Professor University of Kansas
Validating water quality predictions in a synthetically generated drinking water distribution system
Co-Author: Justin Hutchison (University of Kansas)
Abstract: Public infrastructure plays a significant role in community resiliency and response to disruptions. Drinking water distribution systems (WDS) are needed to maintain public health through the resilient delivery of safe, clean drinking water. Assessing the resiliency of these water systems requires high-spatial-resolution maps for use in drinking water distribution simulation tools such as EPANET. Unfortunately, not all utilities have the data available to construct these maps.
To address potential limitations in high-resolution data, this work presents a Python-based script package, ROAD2H2O, that generates an EPANET-compatible water distribution map. The underlying assumption was that water distribution pipes run parallel to roadways. Road network information was collected from OpenStreetMap and converted into links and nodes representing the distribution system.

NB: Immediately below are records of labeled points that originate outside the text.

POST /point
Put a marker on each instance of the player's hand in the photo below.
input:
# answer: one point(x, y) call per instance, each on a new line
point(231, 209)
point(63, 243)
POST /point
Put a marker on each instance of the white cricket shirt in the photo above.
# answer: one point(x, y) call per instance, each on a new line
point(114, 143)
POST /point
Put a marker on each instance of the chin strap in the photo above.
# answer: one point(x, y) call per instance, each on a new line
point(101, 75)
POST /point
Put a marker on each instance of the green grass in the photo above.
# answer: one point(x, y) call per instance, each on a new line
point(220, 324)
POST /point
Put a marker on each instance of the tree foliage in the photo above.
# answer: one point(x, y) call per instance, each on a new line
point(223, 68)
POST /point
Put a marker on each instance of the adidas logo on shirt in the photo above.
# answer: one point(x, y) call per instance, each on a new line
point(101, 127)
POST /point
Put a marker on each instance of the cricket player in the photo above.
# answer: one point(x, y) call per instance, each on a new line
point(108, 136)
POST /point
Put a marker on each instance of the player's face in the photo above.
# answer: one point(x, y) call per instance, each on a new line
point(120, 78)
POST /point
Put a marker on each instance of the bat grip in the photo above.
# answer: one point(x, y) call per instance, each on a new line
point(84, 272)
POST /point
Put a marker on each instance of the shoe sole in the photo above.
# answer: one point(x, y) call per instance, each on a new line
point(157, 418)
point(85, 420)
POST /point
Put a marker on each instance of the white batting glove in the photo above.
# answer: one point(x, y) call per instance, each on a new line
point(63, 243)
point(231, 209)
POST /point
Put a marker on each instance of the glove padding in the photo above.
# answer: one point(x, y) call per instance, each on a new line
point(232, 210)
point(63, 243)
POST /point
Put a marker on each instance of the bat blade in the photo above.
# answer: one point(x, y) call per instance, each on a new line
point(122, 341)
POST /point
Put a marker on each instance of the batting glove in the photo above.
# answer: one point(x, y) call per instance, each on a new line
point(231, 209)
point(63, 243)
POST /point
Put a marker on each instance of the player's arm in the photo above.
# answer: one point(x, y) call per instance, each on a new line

The script incorporates additional model input parameters, including elevation, population, and commercial demand, to appropriately size the WDS. The pipe sizing was determined by minimum state or regional fire flow requirements, followed by iterative pipe sizing calculations. The generated map was validated against a real community distribution system.
Further, water age was assessed across a synthetically generated system as a metric for potential variations in water quality. Water quality assessment validation was conducted with weekly sampling of monochloramine residuals at sampling locations throughout the real WDS as a surrogate for water age. Over a seven-day simulation period, the system had an average water age of 38.6 hours (33.0 hours when demand-weighted), close to the real system’s operating goal of 48 hours, demonstrating the simulated system’s potential model water quality parameters.